Family and friends can be an enormous source of comfort and support to the bereaved. In fact, it is healthy for both of these to occur. It benefits the grieving person and gives meaning to the friend's life. There are a number of things to do and a few not to do to assist a friend or family member who has just lost a loved one. Most of us are uncomfortable trying to offer comfort.

Below, I list some of the practical and proven contributions one can make to help another at this time. The single most important thing that one can do to help another through the loss is to be present, available and a patient listener.

Acts of Assistance to Help Someone Mourning Death of a Loved One

  • Be present
  • Listen compassionately – encourage the mourner to talk
  • Be patient with mood/emotion changes
  • Offer to help with things (e.g., meals, chores, errands, etc.)
  • Acknowledge the profound loss
  • Be cautious with "advice"
  • Assist with paperwork, etc., that needs to be done
  • Remember anniversaries, birthdays, holidays, etc.

There are a good number of things not to do when trying to comfort.

  • First, is not to minimize the loss or tell the bereaved things like "you'll feel better in time."
  • Also, resist talking about your experience or that of others. Remember that this is a unique loss for the bereaved, and what has happened to you or others is not important because each person must grieve in his or her own way.
  • The well-meaning person of faith who says, "They are in a better place," is not comforting to the person still in this now even worse place. Silence is sometimes golden in these times; your presence speaks volumes. It is your presence and not your words that are most important.


Death is an expected and planned event in every major religion. Formal religions have beliefs and ceremonies that have dealt with death forever. For persons of deep faith, the service held to mourn the dead is a meaningful ritual with scripture that brings comfort and consolation. Officials of the religion are trained to bring a message that consoles no matter the circumstances.
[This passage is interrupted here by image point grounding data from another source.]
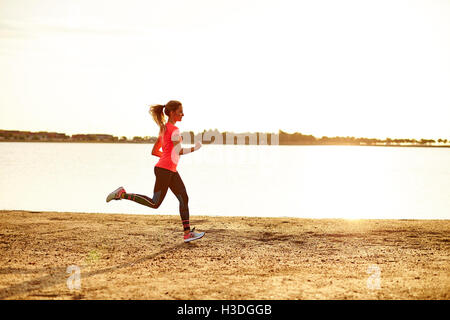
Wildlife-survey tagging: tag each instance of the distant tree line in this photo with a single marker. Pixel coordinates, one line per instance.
(224, 138)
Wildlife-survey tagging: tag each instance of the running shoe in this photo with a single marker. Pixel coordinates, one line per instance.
(115, 195)
(192, 235)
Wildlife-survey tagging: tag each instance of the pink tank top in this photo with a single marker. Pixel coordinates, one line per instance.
(170, 157)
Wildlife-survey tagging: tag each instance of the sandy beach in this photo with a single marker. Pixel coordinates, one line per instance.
(118, 256)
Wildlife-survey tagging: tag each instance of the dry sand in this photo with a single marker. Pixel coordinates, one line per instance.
(143, 257)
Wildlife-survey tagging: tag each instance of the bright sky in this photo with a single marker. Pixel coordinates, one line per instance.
(336, 68)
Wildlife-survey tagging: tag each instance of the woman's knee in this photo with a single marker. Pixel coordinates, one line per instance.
(183, 198)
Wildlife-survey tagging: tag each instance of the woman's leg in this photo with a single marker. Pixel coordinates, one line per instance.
(163, 179)
(178, 188)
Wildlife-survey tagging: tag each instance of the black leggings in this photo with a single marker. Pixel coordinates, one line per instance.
(165, 179)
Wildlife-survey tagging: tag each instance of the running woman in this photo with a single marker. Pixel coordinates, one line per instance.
(166, 173)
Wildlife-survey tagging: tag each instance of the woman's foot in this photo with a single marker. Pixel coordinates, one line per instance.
(192, 235)
(116, 194)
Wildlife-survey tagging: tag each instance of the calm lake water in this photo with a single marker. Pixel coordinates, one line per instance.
(268, 181)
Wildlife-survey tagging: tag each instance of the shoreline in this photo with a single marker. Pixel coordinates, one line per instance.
(130, 256)
(205, 144)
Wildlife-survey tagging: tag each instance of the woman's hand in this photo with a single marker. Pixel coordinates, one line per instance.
(197, 146)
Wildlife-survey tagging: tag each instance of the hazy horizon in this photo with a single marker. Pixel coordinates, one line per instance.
(371, 69)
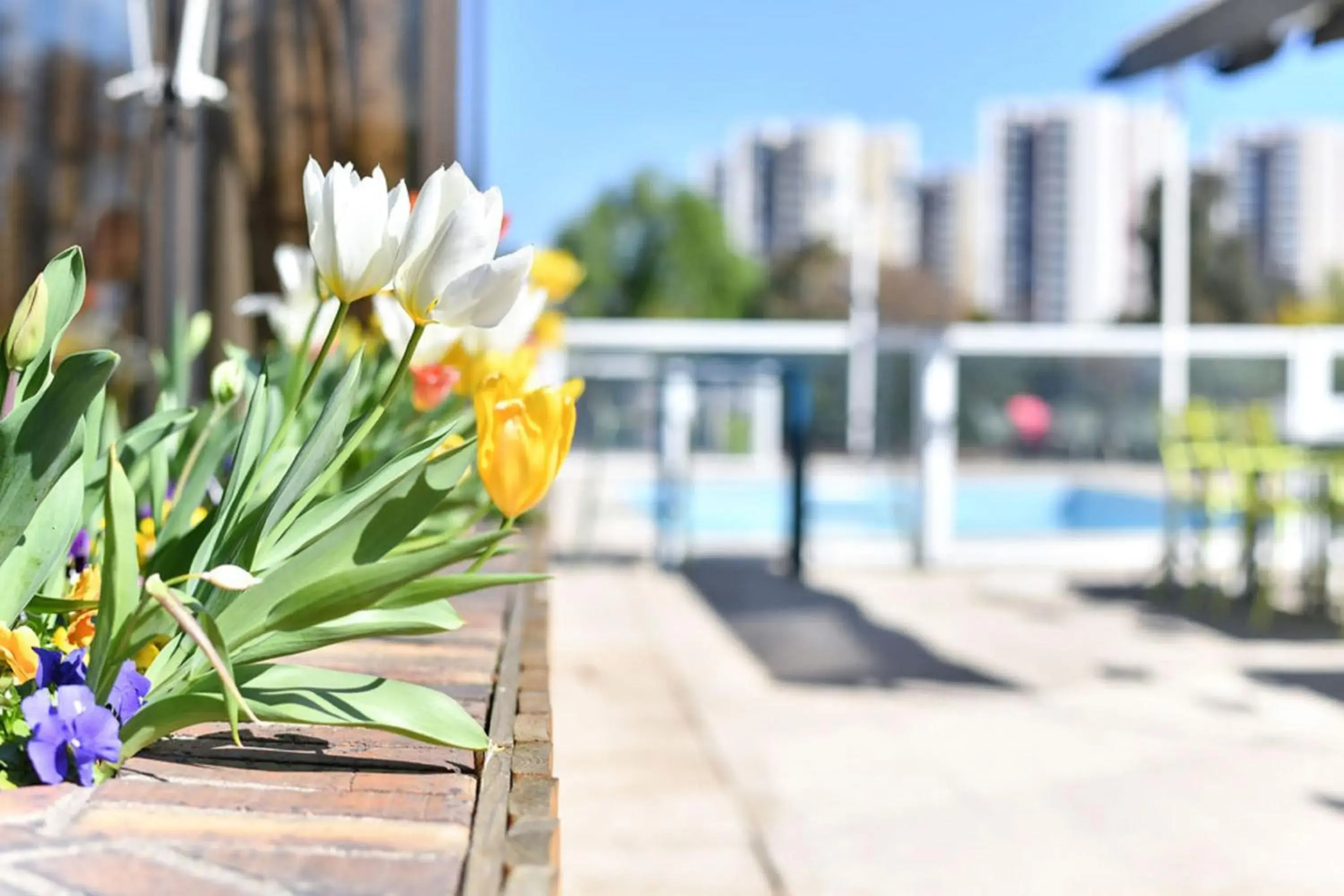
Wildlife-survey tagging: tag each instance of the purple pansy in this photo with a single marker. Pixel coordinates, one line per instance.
(128, 692)
(73, 726)
(80, 550)
(54, 669)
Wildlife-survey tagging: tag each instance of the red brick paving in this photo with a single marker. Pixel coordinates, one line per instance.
(304, 809)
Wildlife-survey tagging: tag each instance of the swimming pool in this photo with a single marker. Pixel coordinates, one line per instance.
(873, 507)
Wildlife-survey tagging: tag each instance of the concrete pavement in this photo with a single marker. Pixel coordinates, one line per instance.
(1082, 746)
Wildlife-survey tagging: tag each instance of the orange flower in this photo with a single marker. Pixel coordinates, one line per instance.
(431, 385)
(18, 650)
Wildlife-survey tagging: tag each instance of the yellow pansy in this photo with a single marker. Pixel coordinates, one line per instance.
(522, 440)
(557, 272)
(78, 633)
(18, 650)
(150, 652)
(88, 586)
(146, 539)
(549, 330)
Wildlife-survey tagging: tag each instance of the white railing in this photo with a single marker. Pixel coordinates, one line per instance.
(1311, 410)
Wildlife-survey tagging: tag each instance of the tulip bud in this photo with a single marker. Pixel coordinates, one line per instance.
(29, 328)
(226, 382)
(230, 578)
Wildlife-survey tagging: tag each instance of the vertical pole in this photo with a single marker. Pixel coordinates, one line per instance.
(865, 273)
(936, 445)
(797, 400)
(1175, 254)
(678, 414)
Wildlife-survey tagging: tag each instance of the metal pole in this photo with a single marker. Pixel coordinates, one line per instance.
(799, 428)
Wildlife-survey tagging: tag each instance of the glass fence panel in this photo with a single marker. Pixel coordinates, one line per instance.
(1240, 381)
(1058, 408)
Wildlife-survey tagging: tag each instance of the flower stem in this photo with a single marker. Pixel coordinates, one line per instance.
(201, 444)
(506, 523)
(354, 441)
(322, 357)
(292, 410)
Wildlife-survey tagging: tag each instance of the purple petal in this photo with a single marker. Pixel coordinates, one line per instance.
(73, 702)
(74, 671)
(128, 691)
(38, 710)
(49, 761)
(49, 668)
(96, 737)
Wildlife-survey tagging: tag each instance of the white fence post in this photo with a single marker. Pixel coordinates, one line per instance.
(862, 389)
(679, 402)
(936, 448)
(1175, 284)
(767, 414)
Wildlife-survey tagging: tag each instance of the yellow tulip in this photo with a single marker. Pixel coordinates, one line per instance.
(476, 369)
(522, 440)
(549, 330)
(557, 272)
(18, 650)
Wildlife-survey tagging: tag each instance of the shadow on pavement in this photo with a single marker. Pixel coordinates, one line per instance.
(1323, 681)
(804, 636)
(1232, 618)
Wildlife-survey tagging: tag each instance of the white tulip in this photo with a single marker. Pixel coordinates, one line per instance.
(456, 279)
(289, 312)
(397, 327)
(355, 229)
(439, 197)
(230, 578)
(513, 331)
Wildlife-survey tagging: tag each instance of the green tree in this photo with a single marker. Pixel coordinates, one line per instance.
(1223, 284)
(654, 249)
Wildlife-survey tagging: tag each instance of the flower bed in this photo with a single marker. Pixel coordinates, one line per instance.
(320, 809)
(158, 574)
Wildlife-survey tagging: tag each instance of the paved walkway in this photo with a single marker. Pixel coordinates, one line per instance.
(960, 734)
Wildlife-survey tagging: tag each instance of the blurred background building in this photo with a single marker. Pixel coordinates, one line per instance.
(781, 187)
(1064, 187)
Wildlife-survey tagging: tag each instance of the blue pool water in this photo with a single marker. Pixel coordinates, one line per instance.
(984, 508)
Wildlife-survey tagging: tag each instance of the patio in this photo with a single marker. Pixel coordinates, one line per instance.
(960, 732)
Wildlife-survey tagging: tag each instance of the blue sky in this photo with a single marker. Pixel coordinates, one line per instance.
(586, 92)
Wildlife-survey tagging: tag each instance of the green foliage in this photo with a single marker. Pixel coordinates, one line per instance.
(659, 250)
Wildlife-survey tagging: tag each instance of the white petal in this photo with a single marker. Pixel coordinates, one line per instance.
(232, 578)
(295, 268)
(396, 323)
(465, 242)
(507, 297)
(435, 345)
(425, 218)
(312, 193)
(256, 304)
(484, 295)
(361, 222)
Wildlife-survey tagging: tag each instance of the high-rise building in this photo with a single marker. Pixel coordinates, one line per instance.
(1287, 197)
(1061, 199)
(947, 245)
(781, 187)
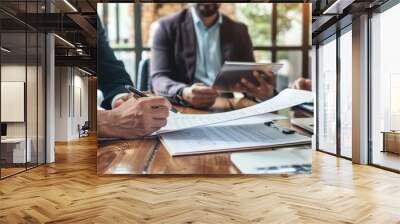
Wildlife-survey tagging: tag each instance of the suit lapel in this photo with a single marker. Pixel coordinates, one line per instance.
(189, 45)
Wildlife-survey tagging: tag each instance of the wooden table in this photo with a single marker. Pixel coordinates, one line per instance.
(149, 156)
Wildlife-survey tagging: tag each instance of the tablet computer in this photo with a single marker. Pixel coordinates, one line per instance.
(232, 72)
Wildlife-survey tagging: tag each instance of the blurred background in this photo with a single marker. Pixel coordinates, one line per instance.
(280, 32)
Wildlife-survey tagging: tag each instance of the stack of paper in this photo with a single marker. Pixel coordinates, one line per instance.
(188, 134)
(285, 99)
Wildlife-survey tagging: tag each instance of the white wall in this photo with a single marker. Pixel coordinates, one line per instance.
(71, 94)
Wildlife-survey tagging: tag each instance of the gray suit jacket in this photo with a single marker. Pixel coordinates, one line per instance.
(173, 57)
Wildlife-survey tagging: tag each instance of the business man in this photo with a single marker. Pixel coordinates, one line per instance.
(188, 50)
(124, 116)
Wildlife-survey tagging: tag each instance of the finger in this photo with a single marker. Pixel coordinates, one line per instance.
(160, 113)
(239, 88)
(118, 103)
(158, 123)
(198, 84)
(264, 78)
(127, 97)
(259, 78)
(204, 90)
(157, 101)
(247, 84)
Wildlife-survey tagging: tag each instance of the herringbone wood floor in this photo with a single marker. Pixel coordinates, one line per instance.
(69, 191)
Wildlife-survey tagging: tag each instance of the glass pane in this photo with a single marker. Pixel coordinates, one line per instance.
(31, 99)
(118, 20)
(258, 18)
(327, 97)
(346, 94)
(41, 99)
(290, 19)
(385, 90)
(128, 57)
(13, 73)
(292, 64)
(263, 56)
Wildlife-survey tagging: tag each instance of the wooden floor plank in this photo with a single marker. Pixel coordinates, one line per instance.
(70, 191)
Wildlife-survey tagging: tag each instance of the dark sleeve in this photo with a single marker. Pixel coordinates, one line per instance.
(247, 45)
(112, 76)
(162, 66)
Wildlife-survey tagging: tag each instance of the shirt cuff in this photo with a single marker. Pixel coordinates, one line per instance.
(116, 97)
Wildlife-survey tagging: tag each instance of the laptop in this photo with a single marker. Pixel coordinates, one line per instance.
(304, 123)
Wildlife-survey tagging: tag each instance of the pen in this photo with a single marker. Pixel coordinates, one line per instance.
(141, 94)
(281, 129)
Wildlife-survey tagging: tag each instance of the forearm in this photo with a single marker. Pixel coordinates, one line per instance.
(106, 125)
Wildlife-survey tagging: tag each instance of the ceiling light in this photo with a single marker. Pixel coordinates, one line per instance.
(5, 50)
(337, 7)
(84, 71)
(65, 41)
(70, 5)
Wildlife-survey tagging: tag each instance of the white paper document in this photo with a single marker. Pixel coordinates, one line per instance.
(222, 138)
(285, 99)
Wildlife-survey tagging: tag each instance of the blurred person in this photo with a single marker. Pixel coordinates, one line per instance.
(123, 115)
(188, 50)
(303, 84)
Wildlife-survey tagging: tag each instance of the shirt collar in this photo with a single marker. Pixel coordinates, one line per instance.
(197, 20)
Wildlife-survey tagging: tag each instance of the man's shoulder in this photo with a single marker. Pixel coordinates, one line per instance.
(175, 18)
(233, 24)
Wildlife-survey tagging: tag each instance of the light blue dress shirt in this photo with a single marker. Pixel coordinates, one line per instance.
(208, 53)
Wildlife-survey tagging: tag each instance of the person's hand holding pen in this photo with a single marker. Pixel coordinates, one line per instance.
(135, 117)
(263, 91)
(199, 95)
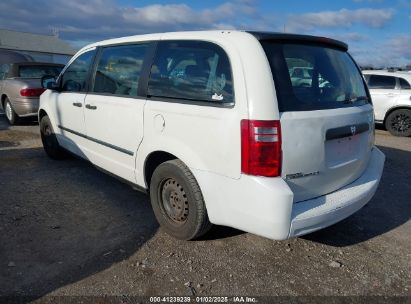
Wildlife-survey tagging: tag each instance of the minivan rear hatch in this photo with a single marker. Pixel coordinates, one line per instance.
(326, 114)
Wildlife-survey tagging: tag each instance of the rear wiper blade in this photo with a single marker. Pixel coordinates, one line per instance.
(355, 99)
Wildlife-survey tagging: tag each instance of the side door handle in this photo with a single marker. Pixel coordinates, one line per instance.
(90, 107)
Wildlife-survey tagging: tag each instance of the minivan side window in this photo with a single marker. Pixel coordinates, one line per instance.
(74, 78)
(193, 71)
(381, 82)
(405, 85)
(119, 68)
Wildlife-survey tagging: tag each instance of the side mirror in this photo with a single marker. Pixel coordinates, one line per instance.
(49, 82)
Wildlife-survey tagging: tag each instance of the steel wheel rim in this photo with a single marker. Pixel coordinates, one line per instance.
(9, 111)
(173, 201)
(401, 123)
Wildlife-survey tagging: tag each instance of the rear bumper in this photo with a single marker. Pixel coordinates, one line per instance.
(25, 106)
(311, 215)
(264, 206)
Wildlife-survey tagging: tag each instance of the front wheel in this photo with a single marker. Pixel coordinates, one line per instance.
(49, 139)
(11, 115)
(177, 201)
(398, 122)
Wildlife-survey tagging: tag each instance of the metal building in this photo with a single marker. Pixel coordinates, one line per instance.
(33, 47)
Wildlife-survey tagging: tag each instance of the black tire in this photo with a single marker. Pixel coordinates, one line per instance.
(49, 139)
(11, 115)
(177, 201)
(398, 122)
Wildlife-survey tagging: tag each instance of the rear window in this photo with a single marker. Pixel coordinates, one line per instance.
(405, 85)
(38, 71)
(381, 82)
(314, 77)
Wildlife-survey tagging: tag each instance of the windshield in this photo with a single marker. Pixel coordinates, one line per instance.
(38, 71)
(314, 77)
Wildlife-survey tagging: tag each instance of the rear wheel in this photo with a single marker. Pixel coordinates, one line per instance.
(398, 122)
(49, 139)
(177, 201)
(11, 115)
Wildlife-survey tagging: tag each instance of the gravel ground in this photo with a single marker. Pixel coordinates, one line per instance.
(69, 229)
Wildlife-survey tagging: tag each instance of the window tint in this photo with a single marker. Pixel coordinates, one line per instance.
(381, 82)
(4, 68)
(314, 77)
(191, 70)
(405, 85)
(38, 71)
(119, 68)
(75, 76)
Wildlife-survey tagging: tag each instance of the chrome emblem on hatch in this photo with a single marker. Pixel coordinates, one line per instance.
(300, 174)
(353, 130)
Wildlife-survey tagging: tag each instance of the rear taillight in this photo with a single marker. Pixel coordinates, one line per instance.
(261, 147)
(31, 92)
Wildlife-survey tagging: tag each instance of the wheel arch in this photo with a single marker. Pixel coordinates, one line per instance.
(42, 113)
(152, 161)
(399, 107)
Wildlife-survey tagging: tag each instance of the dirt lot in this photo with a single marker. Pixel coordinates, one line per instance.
(68, 229)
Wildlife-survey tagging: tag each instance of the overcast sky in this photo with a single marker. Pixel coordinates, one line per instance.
(377, 31)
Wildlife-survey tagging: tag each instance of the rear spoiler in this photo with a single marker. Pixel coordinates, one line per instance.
(283, 37)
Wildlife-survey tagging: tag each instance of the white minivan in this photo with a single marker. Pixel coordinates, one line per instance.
(212, 126)
(391, 96)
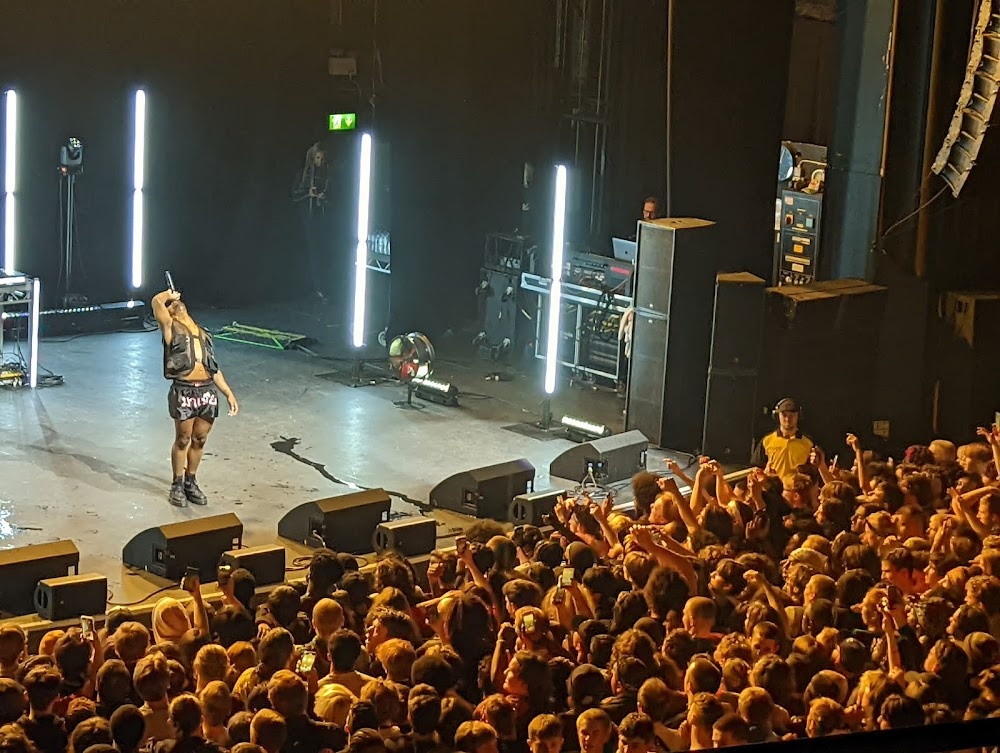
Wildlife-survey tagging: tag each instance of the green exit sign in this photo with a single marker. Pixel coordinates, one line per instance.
(343, 121)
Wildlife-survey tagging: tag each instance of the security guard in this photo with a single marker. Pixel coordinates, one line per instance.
(783, 450)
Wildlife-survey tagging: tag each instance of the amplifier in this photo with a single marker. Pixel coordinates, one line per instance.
(797, 256)
(600, 272)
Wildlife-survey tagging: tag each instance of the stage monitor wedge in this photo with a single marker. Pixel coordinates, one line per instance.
(611, 459)
(345, 523)
(71, 596)
(410, 536)
(169, 550)
(485, 492)
(21, 568)
(266, 563)
(531, 509)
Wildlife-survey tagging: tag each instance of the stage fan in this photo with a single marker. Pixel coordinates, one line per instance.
(411, 357)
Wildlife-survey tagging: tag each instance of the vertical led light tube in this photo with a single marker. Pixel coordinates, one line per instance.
(138, 181)
(555, 294)
(10, 182)
(36, 304)
(361, 251)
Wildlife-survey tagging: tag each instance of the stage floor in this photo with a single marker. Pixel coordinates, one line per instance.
(89, 460)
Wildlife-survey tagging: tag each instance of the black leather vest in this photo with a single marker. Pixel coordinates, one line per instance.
(179, 357)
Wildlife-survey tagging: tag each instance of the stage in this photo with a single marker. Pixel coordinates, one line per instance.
(89, 460)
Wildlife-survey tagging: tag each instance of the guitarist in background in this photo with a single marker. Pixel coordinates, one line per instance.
(309, 192)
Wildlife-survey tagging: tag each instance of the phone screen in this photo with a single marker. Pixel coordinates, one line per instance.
(306, 663)
(190, 579)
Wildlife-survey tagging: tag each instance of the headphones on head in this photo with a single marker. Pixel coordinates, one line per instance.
(774, 410)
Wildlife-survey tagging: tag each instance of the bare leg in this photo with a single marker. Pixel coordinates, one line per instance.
(199, 434)
(182, 442)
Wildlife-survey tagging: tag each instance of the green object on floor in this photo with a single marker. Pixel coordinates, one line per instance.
(262, 338)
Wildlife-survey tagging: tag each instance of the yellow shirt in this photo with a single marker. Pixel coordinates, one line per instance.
(782, 455)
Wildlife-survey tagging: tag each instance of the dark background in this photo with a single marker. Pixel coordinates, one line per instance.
(236, 93)
(459, 92)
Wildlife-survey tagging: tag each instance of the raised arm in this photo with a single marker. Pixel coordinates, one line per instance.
(669, 487)
(678, 472)
(993, 437)
(962, 505)
(761, 584)
(160, 302)
(859, 458)
(665, 557)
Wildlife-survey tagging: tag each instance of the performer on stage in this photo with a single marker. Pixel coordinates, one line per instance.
(189, 362)
(309, 192)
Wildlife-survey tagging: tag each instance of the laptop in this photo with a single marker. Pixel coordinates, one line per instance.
(624, 250)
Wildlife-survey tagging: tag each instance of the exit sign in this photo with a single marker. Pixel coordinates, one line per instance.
(343, 121)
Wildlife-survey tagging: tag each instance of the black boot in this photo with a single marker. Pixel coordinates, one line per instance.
(177, 496)
(194, 495)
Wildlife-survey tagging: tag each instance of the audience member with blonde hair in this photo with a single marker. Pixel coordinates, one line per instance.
(217, 707)
(332, 703)
(268, 730)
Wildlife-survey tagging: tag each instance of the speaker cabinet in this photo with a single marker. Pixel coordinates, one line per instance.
(730, 398)
(266, 563)
(168, 550)
(610, 459)
(71, 596)
(21, 568)
(672, 331)
(344, 523)
(818, 339)
(485, 492)
(529, 509)
(411, 536)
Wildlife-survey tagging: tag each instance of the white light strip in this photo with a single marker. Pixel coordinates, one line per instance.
(555, 293)
(137, 213)
(10, 181)
(36, 300)
(361, 251)
(138, 181)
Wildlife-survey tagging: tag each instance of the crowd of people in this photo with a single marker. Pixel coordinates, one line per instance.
(803, 600)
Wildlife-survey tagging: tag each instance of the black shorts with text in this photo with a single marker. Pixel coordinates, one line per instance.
(188, 400)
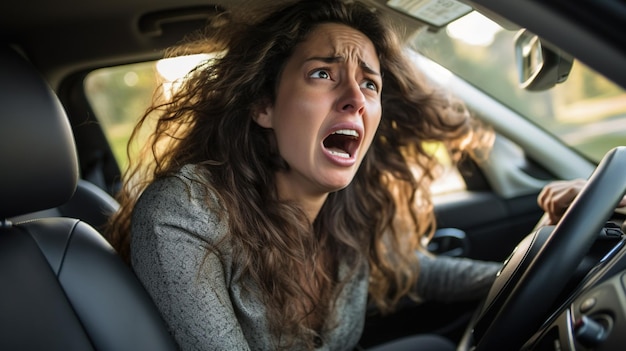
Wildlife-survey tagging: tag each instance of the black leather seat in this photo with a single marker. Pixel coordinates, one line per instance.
(62, 286)
(89, 203)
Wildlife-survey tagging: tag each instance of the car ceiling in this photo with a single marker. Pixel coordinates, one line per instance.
(65, 36)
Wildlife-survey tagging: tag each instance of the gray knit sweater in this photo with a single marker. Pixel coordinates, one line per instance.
(172, 227)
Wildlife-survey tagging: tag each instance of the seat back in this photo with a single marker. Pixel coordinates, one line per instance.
(63, 285)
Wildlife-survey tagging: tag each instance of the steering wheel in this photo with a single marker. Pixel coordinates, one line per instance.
(534, 275)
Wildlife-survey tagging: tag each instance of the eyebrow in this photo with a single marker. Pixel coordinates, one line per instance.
(337, 59)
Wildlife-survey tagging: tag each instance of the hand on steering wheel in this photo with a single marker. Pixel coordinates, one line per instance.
(556, 197)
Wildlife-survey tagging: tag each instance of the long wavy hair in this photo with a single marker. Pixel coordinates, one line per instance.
(379, 218)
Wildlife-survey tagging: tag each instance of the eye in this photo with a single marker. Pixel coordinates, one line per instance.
(368, 84)
(320, 74)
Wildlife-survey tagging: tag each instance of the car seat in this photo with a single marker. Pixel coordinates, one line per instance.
(63, 287)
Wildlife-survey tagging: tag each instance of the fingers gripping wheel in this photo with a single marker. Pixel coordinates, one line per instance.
(540, 267)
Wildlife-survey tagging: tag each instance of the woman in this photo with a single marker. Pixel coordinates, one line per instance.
(286, 182)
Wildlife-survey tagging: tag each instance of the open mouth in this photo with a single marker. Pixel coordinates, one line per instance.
(342, 142)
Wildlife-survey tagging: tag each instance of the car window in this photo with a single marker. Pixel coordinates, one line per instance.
(120, 95)
(586, 112)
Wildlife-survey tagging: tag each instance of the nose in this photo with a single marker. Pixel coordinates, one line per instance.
(352, 99)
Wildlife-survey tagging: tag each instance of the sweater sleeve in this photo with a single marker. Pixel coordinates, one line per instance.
(171, 229)
(450, 279)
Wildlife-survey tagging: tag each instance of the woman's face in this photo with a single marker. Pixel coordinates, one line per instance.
(327, 110)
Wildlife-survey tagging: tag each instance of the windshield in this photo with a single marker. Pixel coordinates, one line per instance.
(586, 112)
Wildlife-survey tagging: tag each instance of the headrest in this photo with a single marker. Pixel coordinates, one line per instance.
(37, 151)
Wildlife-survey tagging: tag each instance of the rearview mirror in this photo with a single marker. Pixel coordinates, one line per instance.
(540, 66)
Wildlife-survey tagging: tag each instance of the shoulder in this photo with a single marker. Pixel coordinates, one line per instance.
(182, 200)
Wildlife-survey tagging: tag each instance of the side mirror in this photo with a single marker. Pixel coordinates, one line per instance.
(540, 66)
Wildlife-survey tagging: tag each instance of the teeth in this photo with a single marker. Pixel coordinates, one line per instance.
(348, 132)
(340, 154)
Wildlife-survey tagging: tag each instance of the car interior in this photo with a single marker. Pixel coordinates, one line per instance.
(562, 287)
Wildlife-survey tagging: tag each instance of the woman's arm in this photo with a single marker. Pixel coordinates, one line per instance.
(168, 248)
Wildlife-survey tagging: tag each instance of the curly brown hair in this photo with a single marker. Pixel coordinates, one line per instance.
(380, 217)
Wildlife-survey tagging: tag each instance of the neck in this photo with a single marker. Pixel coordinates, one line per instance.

If the person is one of faith and expresses it in conversation, honor such beliefs and the comfort people receive from their abiding faith. Rejoice in their devotion that eases their pain.

The Bottom Line

We do all we can to encourage healthy aging, but inevitably death awaits us all. When a loved one or friend loses a loved one, we can help people through this very difficult time. In helping them we also help ourselves by offering aid and comfort, one of many of the ways to achieve healthier aging. As we age, these opportunities become more numerous.